Our older two teens are close to finishing high school, and we’re starting to think about moving them into the adult phase of their lives. That means managing their own online presence and technology, and making sure they have full ownership of their profiles.
And that led to the big password talk.
Right now, they only have a few key passwords to remember – their school email and their personal email addresses, maybe a couple of social media account passwords, too. We’ve talked to them in the past about how to generate a strong password, but since they have to remember their passwords for logging in, they usually pick something that is based on real words, and they share the same password for most of their accounts.
Recently their dad introduced them to an online password manager. You can install it on your phone or laptop to work in browsers, to keep track of your passwords with one super master password. We already use software like this to manage our own online security; passing it on to our kids was something I hadn’t really thought of before, but it definitely fits into the “life skill” category.
The manager allows them to create more secure passwords, and finally set up different passwords for each account – it even checks to make sure their saved passwords are complex and aren’t duplicated. We’ve been able to talk more about online security and why it’s important to protect their online accounts. And we’ve warned them about the sheer number of online accounts they’ll probably be setting up as they move into their post-secondary years, and how managing all those accounts is just a fact of life these days.

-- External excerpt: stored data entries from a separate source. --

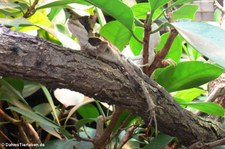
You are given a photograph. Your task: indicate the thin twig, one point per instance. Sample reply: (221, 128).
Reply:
(147, 33)
(127, 136)
(8, 118)
(160, 56)
(99, 141)
(121, 126)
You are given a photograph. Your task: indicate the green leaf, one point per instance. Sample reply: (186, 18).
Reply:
(159, 142)
(187, 75)
(12, 93)
(50, 101)
(175, 49)
(207, 107)
(136, 46)
(156, 4)
(116, 9)
(181, 13)
(179, 2)
(84, 121)
(67, 144)
(58, 3)
(140, 10)
(36, 117)
(8, 5)
(43, 108)
(15, 22)
(116, 33)
(207, 39)
(189, 94)
(88, 111)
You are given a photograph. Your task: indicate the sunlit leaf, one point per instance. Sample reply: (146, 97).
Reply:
(50, 101)
(207, 107)
(121, 11)
(189, 94)
(84, 121)
(116, 33)
(187, 75)
(207, 39)
(8, 5)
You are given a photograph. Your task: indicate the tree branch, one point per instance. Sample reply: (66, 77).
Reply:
(34, 59)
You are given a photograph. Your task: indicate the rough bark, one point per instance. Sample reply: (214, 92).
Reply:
(34, 59)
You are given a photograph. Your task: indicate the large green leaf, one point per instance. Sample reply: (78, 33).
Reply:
(187, 75)
(88, 111)
(117, 9)
(207, 39)
(59, 3)
(116, 33)
(207, 107)
(8, 5)
(189, 94)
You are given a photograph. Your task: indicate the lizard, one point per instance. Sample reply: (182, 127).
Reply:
(102, 49)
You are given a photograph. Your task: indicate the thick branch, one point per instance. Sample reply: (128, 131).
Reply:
(31, 58)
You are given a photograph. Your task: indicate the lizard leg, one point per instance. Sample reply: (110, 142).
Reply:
(151, 107)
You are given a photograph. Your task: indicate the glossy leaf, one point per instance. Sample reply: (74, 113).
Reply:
(207, 107)
(84, 121)
(13, 94)
(59, 3)
(8, 5)
(189, 94)
(43, 108)
(116, 33)
(88, 111)
(67, 144)
(207, 39)
(181, 13)
(159, 142)
(187, 75)
(179, 2)
(116, 9)
(15, 22)
(175, 49)
(51, 103)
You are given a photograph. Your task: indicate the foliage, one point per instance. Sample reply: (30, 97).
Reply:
(186, 78)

Most importantly, it allows them to take charge of their own online presence. Although they required some hand holding to actually implement it and set it up, we know we’re preparing them for a happy and healthy online life going forward.
We all have dozens of online accounts, and security is so important. It’s not something our parents had to teach us; it wasn’t even on my radar when my kids got their first cell phones. But it’s yet another skill that’s a requirement for them to succeed in today’s internet-focused world.
Have you taught your kids to use a password manager?